We need a total shift in the mindset of the way funders and indigenous peoples and local communities relate. There’s a growing movement, especially in the social justice funding sphere, about the need to have trust-based funding relationships. There are all of these intermediaries standing in between those who actually do conservation on the ground and those who hold the money, and often those intermediaries don’t have the necessary relationships of support with people on the ground. Yet they take a huge amount of the financial resources and very little funding actually makes it to those who are doing the actual conservation work.
These are structural problems, and it isn’t as easy as finding the right indicators or qualities to supporting a good project.

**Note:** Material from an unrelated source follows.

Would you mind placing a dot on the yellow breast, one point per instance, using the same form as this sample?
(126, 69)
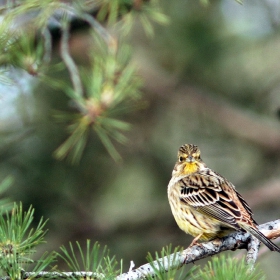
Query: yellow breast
(190, 167)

We need to shift the way money flows and the power relationships between those who do the work and those who fund it.
It’s also really important that we move away from project-based mindsets that a lot of the funders have. The work is more about accompanying and supporting communities and each other over the long term, and about supporting communities with their own self-strengthening process and self-determined priorities and plans.
Finally, it would be really interesting to bring a more social justice perspective to the environment and conservation. That link is still very tenuous, it’s just starting to come about. Edge Funders, a coalition of donors and advisors, is doing some really interesting, proactive work on rethinking funding in light of social justice issues. I think a lot of the environmental and conservation funders could learn a lot from them in terms of how things are funded.
What about private donations?
At the moment, private and philanthropic contributions are unfortunately captured through big intermediaries like the WWF, TNC, Conservation International, and others. They capture all of those small donations and then fund projects from there. I think one fundamental shift that could happen is for indigenous peoples and local communities to create their own platform of money capturing. But this takes a lot of investment, and it’ll take a lot of coordination between indigenous groups.
The alternative short-term option is to fund intermediaries that work differently. There are a number of organizations in Africa, Maliasili for instance, that do really interesting conservation work directly with communities and have these trust-based relationships. At the Consortium, we are working with our members to identify intermediaries that do have trust-based relationships with our members on the ground, who are interested in investing in the long run, and making sure that funders can fund those organizations instead of the big NGOs.
Beyond the current discussion on protecting 30 percent of the earth’s surface, what needs to happen on the other 70 percent to enable both human and non-human life to thrive again?
We need a whole reimagining of what conservation means. We’re getting to a point where each one of us as indigenous peoples of the planet really need to take an active role in protecting, stewarding, and nurturing it.
We need to stop perverse subsidies and incentives, stop the drivers of biodiversity loss like agribusiness or mining, stop funding things that we know are causing harm to the planet. We need to stop market-based initiatives that say you can continue to pollute as long as pay. The whole commodification of nature fundamentally has to shift and with that the capitalist economy.
We need to think as individuals and what role we can play. Often people say individuals can’t make a difference. I disagree, because many of the big movements that we’ve seen happen in the last 50 years were fuelled by individuals. I think that the individual can start to contribute to a global momentum for change. We’re all empowered to do so, and we just have to be very clear in what it is we’re doing now.